Я повиновалась беспрекословно и вместе с нею опустилась на колени перед иконой Божией Матери, висевшей в углу. Я так искренно, так горячо молилась в это утро, умоляя Бога помочь несчастной Слепуше, поддержать дух и силы юной страдалицы, как вряд ли молилась когда-нибудь.
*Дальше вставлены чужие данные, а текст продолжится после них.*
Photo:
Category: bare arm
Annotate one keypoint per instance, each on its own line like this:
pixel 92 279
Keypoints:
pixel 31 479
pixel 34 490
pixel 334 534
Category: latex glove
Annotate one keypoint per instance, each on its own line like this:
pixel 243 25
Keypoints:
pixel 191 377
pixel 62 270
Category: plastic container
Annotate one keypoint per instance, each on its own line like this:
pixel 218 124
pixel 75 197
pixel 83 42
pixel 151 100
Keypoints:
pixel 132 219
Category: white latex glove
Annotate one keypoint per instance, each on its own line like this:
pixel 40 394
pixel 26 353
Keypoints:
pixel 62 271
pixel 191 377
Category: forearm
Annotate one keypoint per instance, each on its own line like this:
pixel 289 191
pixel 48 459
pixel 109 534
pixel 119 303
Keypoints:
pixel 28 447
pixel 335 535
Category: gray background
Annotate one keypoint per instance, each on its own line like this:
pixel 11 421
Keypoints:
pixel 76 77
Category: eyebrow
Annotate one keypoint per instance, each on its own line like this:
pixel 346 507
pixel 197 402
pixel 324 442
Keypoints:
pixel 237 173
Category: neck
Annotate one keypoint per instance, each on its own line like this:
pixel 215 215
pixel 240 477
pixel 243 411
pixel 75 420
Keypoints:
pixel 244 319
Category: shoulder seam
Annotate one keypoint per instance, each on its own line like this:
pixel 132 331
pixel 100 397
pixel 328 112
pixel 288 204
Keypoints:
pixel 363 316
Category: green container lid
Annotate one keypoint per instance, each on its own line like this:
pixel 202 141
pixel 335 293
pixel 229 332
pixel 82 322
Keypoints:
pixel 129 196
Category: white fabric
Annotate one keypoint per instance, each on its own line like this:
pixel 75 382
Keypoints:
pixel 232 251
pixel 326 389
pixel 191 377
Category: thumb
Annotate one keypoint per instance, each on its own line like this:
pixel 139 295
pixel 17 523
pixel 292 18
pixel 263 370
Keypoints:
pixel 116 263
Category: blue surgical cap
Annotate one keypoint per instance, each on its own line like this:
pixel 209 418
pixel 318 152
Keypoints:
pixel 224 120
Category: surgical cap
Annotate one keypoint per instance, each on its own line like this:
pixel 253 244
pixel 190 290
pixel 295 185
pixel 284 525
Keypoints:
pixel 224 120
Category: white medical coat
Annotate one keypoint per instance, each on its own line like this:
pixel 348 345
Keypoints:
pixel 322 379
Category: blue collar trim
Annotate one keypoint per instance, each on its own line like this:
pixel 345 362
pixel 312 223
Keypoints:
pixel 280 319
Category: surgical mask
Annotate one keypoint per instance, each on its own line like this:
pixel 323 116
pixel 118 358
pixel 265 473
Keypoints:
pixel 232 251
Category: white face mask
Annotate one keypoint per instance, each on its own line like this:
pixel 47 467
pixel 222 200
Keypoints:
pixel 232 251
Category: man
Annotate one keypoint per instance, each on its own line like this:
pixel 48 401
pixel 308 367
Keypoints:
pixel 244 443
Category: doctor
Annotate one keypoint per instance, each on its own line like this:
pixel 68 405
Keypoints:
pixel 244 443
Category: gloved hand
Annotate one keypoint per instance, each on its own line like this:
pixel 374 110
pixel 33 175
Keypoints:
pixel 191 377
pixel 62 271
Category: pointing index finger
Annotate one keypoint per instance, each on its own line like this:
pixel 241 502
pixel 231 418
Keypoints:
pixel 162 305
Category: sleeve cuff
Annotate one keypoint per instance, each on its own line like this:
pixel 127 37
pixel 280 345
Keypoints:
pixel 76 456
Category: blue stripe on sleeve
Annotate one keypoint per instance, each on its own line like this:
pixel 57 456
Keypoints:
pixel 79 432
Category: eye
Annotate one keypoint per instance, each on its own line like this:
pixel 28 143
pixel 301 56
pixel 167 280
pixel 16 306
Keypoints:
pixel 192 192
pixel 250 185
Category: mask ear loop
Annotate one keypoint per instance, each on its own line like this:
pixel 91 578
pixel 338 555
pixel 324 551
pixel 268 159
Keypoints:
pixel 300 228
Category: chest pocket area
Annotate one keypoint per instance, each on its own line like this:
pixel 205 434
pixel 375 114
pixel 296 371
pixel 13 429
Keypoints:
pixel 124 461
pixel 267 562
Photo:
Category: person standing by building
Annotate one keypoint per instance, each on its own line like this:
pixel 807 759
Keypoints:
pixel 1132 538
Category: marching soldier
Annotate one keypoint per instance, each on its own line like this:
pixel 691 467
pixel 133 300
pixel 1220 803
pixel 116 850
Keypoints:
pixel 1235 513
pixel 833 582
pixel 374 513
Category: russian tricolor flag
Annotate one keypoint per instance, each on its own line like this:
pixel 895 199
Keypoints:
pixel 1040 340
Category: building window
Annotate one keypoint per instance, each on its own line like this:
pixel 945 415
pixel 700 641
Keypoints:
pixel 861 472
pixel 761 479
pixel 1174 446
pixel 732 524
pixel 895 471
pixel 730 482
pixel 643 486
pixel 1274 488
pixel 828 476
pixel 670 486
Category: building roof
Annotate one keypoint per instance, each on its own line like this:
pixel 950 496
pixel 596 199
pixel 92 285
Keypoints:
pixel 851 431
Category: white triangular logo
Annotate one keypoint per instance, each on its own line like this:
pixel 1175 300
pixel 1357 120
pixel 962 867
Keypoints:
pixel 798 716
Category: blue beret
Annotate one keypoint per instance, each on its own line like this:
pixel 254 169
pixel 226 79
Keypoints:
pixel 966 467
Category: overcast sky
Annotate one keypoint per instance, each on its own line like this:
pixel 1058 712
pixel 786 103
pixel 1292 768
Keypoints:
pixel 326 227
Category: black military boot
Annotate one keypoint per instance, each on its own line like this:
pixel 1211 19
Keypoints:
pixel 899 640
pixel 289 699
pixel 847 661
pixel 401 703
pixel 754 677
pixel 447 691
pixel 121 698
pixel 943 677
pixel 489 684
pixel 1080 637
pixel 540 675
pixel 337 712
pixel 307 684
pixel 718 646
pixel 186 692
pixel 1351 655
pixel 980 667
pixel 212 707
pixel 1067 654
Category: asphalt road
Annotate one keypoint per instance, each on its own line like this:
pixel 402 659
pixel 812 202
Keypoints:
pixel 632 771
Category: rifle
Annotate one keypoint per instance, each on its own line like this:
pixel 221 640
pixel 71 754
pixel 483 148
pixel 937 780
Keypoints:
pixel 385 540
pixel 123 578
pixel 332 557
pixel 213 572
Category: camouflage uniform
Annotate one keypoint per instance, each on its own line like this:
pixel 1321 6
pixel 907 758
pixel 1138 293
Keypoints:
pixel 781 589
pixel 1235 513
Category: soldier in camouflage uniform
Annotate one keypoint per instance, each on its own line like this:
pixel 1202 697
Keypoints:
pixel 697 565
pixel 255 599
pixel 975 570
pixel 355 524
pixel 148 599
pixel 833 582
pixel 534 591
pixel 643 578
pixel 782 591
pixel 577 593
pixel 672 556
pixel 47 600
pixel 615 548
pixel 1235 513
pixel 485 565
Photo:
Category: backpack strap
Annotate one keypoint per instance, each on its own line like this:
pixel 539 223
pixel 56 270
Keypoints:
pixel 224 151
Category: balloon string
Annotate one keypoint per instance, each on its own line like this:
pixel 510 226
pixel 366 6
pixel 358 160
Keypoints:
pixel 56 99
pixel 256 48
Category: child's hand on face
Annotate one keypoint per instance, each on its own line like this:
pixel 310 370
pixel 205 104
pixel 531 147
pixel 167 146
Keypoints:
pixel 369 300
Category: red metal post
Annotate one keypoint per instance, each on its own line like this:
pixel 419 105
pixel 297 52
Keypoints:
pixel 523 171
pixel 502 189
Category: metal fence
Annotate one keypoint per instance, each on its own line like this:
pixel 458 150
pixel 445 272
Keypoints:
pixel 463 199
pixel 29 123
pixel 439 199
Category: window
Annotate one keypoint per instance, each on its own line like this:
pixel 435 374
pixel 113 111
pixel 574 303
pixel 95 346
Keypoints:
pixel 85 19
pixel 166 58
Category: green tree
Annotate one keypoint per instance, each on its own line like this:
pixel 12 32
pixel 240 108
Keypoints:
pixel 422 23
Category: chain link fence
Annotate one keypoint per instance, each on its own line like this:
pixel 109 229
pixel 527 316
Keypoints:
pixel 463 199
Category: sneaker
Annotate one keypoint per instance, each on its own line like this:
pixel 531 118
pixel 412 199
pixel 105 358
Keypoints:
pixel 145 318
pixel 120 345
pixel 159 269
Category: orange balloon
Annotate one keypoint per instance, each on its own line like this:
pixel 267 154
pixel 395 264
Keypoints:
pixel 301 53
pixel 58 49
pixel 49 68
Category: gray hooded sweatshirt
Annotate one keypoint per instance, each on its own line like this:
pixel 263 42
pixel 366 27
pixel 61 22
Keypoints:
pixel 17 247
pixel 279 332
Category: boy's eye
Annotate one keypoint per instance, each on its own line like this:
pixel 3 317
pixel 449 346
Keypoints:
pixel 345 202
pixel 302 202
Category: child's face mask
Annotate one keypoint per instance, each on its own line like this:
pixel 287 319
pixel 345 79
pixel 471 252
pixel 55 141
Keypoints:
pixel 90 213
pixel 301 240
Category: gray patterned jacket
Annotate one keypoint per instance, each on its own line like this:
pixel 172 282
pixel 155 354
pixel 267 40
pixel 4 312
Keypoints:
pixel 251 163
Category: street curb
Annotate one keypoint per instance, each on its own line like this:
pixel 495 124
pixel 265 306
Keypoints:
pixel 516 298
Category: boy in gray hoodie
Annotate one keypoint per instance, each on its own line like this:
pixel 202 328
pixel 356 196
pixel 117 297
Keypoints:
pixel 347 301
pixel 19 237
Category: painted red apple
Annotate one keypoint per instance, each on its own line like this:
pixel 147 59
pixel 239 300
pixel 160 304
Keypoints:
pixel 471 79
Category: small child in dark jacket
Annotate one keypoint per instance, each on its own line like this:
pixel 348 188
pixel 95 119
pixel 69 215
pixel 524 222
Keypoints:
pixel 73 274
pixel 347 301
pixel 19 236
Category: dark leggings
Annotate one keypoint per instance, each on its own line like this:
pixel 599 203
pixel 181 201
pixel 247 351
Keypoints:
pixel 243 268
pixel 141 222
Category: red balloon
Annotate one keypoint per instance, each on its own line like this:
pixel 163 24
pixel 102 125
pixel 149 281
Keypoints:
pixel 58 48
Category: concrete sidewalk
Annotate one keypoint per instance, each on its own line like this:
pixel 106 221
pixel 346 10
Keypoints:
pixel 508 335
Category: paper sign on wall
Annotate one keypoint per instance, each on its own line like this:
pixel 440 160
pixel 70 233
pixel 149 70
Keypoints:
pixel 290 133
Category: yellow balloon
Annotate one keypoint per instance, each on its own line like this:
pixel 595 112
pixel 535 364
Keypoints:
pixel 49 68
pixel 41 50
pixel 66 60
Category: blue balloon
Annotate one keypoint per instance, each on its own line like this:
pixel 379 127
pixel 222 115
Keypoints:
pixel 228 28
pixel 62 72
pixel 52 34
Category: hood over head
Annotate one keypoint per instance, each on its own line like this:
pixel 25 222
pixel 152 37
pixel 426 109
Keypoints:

Сколько времени простояли мы так с Мариной на коленях, я, право, не помню. Минуты бежали незаметно. Знаю, что только появление Синей Маргариты заставило нас очнуться, оторваться и вернуться к действительности — Принцессу и меня.
— Ну что? Как Раиса?
— Благодарите Бога, дети! Операция прошла прекрасно. Больные глаза Фонаревой теперь спасены от слепоты! — и следом за этими словами, сказанными дрожащим голосом, слезы хлынули фонтаном из глаз нашей обычно холодной, замкнутой, «деревянной», как мы ее считали, надзирательницы, и трепетные губы сложились в счастливую улыбку.
Так вот она какая!
Глупый горячий Огонек не нашел ничего умнее, как кинуться к ней на шею и расцеловать ее так крепко и добросовестно, как умеет, кажется, целовать один только Огонек! А она ни чуточки не удивилась даже и сама меня поцеловала! Вот вам и Синяя Фурия… А я-то негодная! О, как бывает обманчива порою внешность людей! Никогда не следует поэтому судить по ней, милостивые государи и государыни! Ни-ни! Честное слово!